Master Sculpture from Four Millennia
Master Sculpture from Four Millennia
Property from a Private Collection
Auction Closed
July 3, 02:32 PM GMT
Estimate
60,000 - 90,000 GBP
Lot Details
Description
A Cycladic Marble Figure of a Goddess
circa 2600-2200 B.C.
of Dokathismata variety, lying with her legs slightly bent, with folded forearms and sloping shoulders, her flaring head with long aquiline nose, the details of the body finely incised.

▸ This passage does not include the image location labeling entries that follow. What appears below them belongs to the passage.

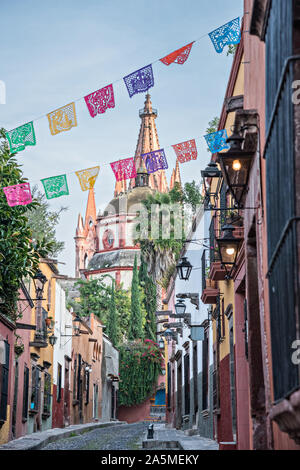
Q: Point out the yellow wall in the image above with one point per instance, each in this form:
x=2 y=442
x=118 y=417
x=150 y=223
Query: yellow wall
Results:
x=227 y=287
x=46 y=354
x=4 y=430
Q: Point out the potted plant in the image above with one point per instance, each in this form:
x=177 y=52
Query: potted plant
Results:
x=19 y=347
x=48 y=321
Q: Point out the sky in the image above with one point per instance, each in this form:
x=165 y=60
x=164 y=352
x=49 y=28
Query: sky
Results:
x=56 y=52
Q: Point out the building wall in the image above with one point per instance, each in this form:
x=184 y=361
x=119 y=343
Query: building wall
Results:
x=134 y=414
x=110 y=365
x=81 y=411
x=61 y=353
x=7 y=333
x=23 y=361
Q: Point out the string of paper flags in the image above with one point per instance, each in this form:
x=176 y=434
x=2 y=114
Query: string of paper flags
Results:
x=57 y=186
x=140 y=81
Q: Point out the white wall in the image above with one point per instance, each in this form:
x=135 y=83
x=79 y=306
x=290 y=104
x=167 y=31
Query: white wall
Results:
x=194 y=285
x=63 y=320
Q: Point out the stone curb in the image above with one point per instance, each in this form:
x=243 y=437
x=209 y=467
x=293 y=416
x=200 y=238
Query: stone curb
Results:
x=38 y=440
x=186 y=443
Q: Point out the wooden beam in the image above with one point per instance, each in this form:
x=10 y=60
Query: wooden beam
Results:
x=25 y=326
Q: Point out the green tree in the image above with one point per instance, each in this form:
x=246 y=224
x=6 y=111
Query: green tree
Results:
x=112 y=320
x=140 y=366
x=95 y=297
x=19 y=257
x=43 y=222
x=136 y=320
x=149 y=301
x=232 y=49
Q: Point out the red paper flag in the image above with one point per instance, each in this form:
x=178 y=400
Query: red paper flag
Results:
x=99 y=101
x=124 y=169
x=179 y=56
x=186 y=151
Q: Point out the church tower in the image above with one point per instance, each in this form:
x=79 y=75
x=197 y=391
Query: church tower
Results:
x=147 y=142
x=105 y=244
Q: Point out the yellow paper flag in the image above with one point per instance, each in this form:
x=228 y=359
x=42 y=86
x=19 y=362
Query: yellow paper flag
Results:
x=62 y=119
x=87 y=177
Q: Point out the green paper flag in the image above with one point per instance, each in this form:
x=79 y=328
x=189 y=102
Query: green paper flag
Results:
x=20 y=137
x=55 y=186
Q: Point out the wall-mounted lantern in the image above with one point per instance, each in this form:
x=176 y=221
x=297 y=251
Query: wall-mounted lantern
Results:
x=77 y=321
x=210 y=173
x=228 y=246
x=184 y=269
x=52 y=340
x=236 y=165
x=39 y=281
x=180 y=307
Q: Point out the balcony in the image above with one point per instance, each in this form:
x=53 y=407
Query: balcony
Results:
x=211 y=293
x=144 y=112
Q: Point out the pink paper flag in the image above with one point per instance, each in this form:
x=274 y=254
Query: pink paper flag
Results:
x=18 y=194
x=99 y=101
x=124 y=169
x=186 y=151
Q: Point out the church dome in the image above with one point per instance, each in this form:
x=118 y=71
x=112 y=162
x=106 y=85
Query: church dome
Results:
x=123 y=203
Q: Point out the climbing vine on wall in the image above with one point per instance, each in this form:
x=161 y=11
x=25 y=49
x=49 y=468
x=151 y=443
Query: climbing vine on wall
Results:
x=140 y=366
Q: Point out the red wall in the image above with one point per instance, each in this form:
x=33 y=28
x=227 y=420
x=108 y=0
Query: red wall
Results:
x=57 y=409
x=133 y=414
x=225 y=420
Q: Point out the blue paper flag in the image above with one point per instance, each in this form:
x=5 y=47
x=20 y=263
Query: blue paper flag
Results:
x=217 y=141
x=155 y=161
x=139 y=81
x=229 y=33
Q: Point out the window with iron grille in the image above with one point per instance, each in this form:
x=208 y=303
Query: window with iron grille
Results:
x=87 y=387
x=205 y=366
x=216 y=398
x=4 y=375
x=25 y=393
x=75 y=378
x=195 y=375
x=59 y=379
x=218 y=318
x=169 y=386
x=245 y=329
x=35 y=388
x=203 y=270
x=281 y=191
x=223 y=205
x=212 y=241
x=47 y=393
x=187 y=384
x=78 y=376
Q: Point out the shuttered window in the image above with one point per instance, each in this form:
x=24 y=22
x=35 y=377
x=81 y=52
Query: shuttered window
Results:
x=205 y=372
x=35 y=388
x=47 y=394
x=281 y=190
x=187 y=384
x=59 y=378
x=4 y=376
x=25 y=393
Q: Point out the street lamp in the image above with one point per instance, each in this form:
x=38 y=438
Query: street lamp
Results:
x=77 y=322
x=184 y=269
x=180 y=307
x=236 y=165
x=228 y=246
x=39 y=281
x=52 y=339
x=211 y=172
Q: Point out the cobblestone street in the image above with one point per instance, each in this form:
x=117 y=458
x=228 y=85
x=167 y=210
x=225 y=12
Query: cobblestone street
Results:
x=131 y=437
x=124 y=437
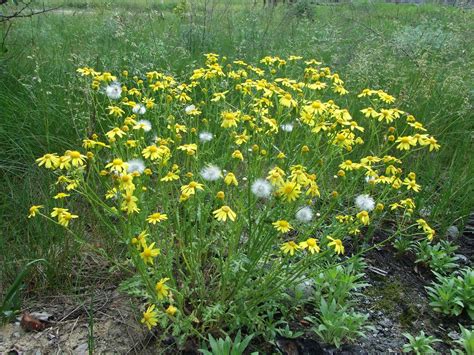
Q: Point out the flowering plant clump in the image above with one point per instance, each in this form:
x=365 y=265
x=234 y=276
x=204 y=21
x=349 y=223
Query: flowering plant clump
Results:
x=233 y=186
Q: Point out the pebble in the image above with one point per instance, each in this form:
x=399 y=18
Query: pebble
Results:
x=452 y=232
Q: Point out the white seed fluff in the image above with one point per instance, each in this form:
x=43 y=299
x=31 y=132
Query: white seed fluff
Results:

Height as restored 27.4 cm.
Gimpel Fils Ltd., London
acquired by the current owner from the above on January 31st, 1966
Cycladic figures continued to evolve stylistically after the waning popularity of the late Spedos variety. The mid-third millennium B.C. saw the rise of two more mannered, angular and severe varieties known as Dokathismata and Chalandriani. Pat Getz-Preziosi succinctly delineates the types: “The Dokathismata variety is the more refined of the two, with the best figures showing careful workmanship and elongated proportions that contrast sharply with exaggeratedly broad shoulders. Examples of the Chalandriani variety, which consists chiefly of small figures with squared shoulders, are often less carefully made” (P. Getz-Preziosi, Early Cycladic Art in North American Collections, 1987, p. 210). The present example exhibits the elegant elongated sloping shoulders of the Dokathismata variety, while starting to veer towards an overall squareness seen in Chalandriani examples. For a closely related example, see Getz-Preziosi, op. cit., no. p. 216, no. 61.